Lakeview: Did the developers just drop their worker accommodation promise?

“Affordable co-living units” to be delivered as part of the billion-dollar Lakeview development were marketed as one solution to Queenstown’s affordable housing pressures, but that promise now looks like it may not be delivered.

In its resource consent application to the Environmental Protection Authority for the first two stages of the project, which is controversially being considered under the Government’s fast-track consenting process, the developer has almost consistently included “visitor accommodation” in brackets after any reference to co-living.

For some, it feels as if a key objective of the project, to create a mix of residential options in the Queenstown CBD for locals, is slipping out of reach.

Councillor Quentin Smith is questioning whether the Lakeview developers will deliver on affordable housing for workers or whether a promise of 'affordable co-living units' is simply 'marketing spiel'.

Queenstown Lakes District councillor Quentin Smith says Lakeview’s always been a mixed-use development – think residential apartments, retail, galleries, restaurants – but the “story” was always that it was dependent on permanent residents to ensure that it remained a vibrant, liveable space.

In his view, “co-living” was never a very well defined term, and he thinks councillors have interpreted it to mean one thing, and the developers, another, he says.

“They've taken the provisions for co-living to provide for more visitor accommodation, basically, which, in my view, goes against the intent of the development agreement.

“We want people to be living there.”

While he had envisaged the co-living units being lived in by young professionals, who otherwise struggle to get a foot in the housing market door in the CBD, the developer is making a case for the spaces to be for shorter visitor stays, he says.

“You might have a studio apartment type thing and you might have some shared facilities like laundry and media rooms, and go down to the cafe downstairs and work on your computer.

“It’s sort of that modern, professional living thing that you might see in the big city.

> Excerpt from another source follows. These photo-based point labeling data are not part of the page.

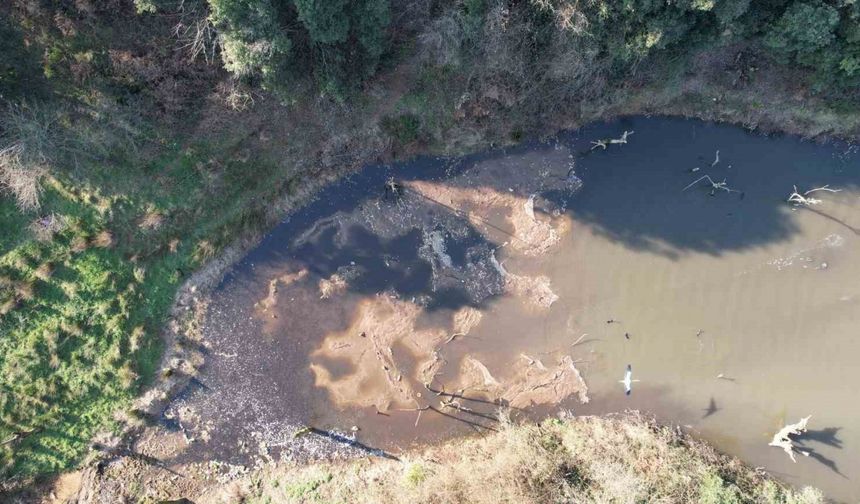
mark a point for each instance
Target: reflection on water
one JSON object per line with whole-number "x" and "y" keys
{"x": 409, "y": 312}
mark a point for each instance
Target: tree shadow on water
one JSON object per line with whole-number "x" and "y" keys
{"x": 634, "y": 193}
{"x": 826, "y": 437}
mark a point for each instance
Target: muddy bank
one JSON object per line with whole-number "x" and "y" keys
{"x": 471, "y": 279}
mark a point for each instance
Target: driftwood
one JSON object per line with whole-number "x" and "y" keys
{"x": 715, "y": 186}
{"x": 605, "y": 142}
{"x": 782, "y": 439}
{"x": 801, "y": 199}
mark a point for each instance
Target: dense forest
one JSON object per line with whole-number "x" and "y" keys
{"x": 139, "y": 138}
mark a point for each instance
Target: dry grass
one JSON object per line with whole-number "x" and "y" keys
{"x": 27, "y": 143}
{"x": 589, "y": 459}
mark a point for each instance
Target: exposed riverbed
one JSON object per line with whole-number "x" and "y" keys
{"x": 410, "y": 302}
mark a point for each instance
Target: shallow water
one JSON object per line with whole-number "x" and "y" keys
{"x": 453, "y": 296}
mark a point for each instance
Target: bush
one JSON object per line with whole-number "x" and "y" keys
{"x": 404, "y": 128}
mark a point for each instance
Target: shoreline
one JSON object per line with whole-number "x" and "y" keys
{"x": 190, "y": 300}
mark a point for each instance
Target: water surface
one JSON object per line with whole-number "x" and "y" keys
{"x": 410, "y": 302}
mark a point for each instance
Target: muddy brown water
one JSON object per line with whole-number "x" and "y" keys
{"x": 388, "y": 315}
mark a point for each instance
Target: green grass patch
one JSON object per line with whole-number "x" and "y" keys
{"x": 85, "y": 291}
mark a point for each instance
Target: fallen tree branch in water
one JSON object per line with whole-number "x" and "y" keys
{"x": 715, "y": 186}
{"x": 802, "y": 199}
{"x": 605, "y": 142}
{"x": 783, "y": 440}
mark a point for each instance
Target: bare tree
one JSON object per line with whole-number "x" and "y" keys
{"x": 715, "y": 186}
{"x": 802, "y": 199}
{"x": 782, "y": 439}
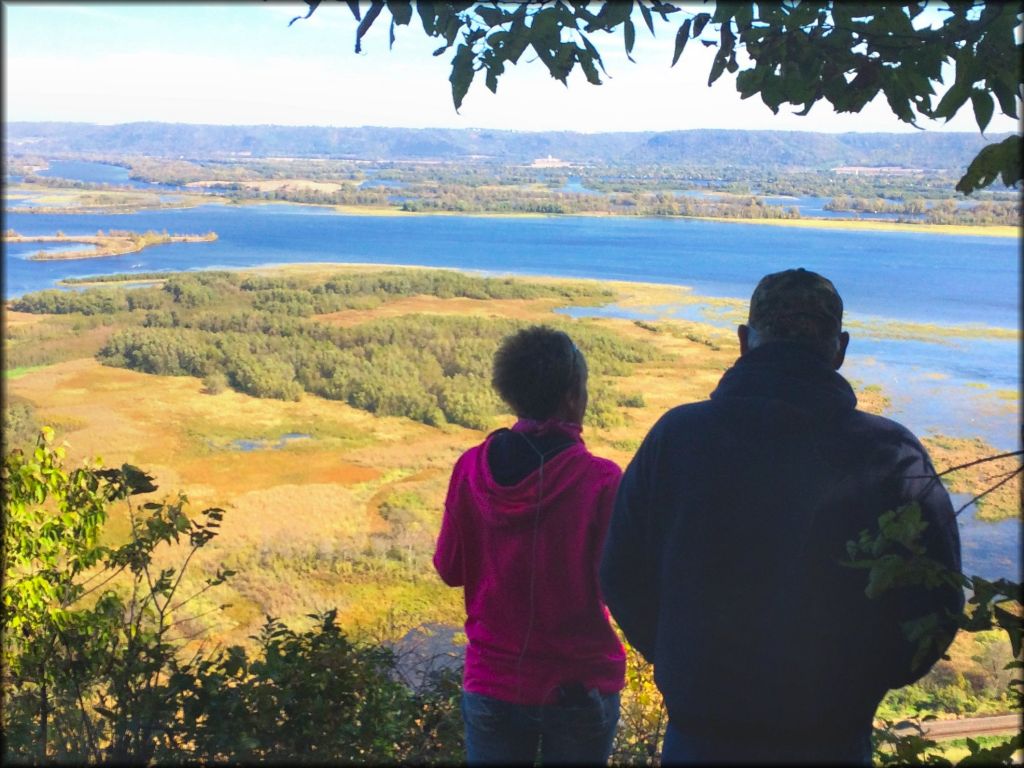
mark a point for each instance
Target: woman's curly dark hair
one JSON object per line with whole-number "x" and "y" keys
{"x": 534, "y": 369}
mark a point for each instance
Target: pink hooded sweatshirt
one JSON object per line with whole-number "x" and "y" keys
{"x": 535, "y": 617}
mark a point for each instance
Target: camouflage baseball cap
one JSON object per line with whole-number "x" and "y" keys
{"x": 796, "y": 303}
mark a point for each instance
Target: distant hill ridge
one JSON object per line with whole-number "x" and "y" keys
{"x": 699, "y": 146}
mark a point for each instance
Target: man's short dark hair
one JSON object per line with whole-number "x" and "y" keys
{"x": 534, "y": 369}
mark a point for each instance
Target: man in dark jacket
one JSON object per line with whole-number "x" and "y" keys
{"x": 722, "y": 564}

That’s what I understood we were being sold when they talked about co-living.”

By not locking in definitions of what was intended by “co-living” and “short and long-term visitors”, councillor Smith’s concerned some of the council’s core project objectives may not be realised.

It’s a view shared by councillor Niki Gladding.

When the Lakeview development was first pitched to councillors by staff, it was generally understood the co-living spaces were to be long-term, cheaper, worker accommodation, she says.

“The problem was, the development agreement got signed without us being able to look through the terms and understand whether it achieved the project objectives.

“And if we had done that I certainly would have noticed that there was no definition around co-living.”

The Queenstown Lakes District Council could have sold the Lakeview land outright to the developer – it was valued in part at $42 million – but decided to enter into a development agreement to retain some control over project objectives.

One of its stated project objectives: “to deliver a variety of housing outcomes and/or a diverse residential community”.

Another: “considers opportunities for visitor accommodation and/or visitor facilities where these are economically viable”.

The difference in wording suggests a difference in priority - "to deliver" versus "considers".

Councillor Gladding also says there’s some conflicting definitions of the “co-living” term in different documents relating to Lakeview. 

“You could read one part of the masterplan and go ‘oh, yes, it is what we thought it was’ and then you read another part and ‘no’. So, I think it was very confused.”

It’s the same in a scan of the hundreds of pages of the resource consent application.

For the most part, the developer consistently refers to “co-living (visitor accommodation) units”.

One of the few times the developer fails to include “visitor accommodation” in brackets immediately after the use of “co-living” in its fast-track application is in its “Economic Assessment” document.

Here, the developer tells decisionmakers Queenstown’s housing remains “chronically unaffordable” and their proposal, while not a silver bullet for the district’s housing problems, will boost supply and provide greater choice in a central location.

In a media statement in December announcing a decision to fast track consent, Centuria Capital, part of the development consortium, called them 'affordable co-living spaces'. Now, they’re routinely referred to as 'co-living (visitor accommodation) units' by the developer.

In this part of the resource consent documents, the co-living units are described as “long-stay visitor accommodation”.

In councillor Smith’s opinion, the developer rolls out their marketing spiel about the benefits of co-living spaces when it suits, but is leaving themselves room to redefine them to suit their own commercial needs.

Councillor Gladding says she doesn’t think it’s a case of the developer “trying to pull one over us”.

Co-living was never defined as long-term worker accommodation, regardless of what councillors themselves pictured it to be, and that was “poor process”, she says.

“It was very loose right from the start.

“It goes back to the councillors should have had eyes on that DA (development agreement)."

It’s put a core objective of the Lakeview project at risk, she says.

“I don’t think we're going to make a lot of money now, which makes the other project objectives much more important.

“And the key one is to have a diverse mix of residential accommodation in town where the workers are needed.

“It’s a project objective that, personally, I was hanging on to.

“But I don't believe that what we're putting in place really meets the project objectives of a diverse mix of residential accommodation.”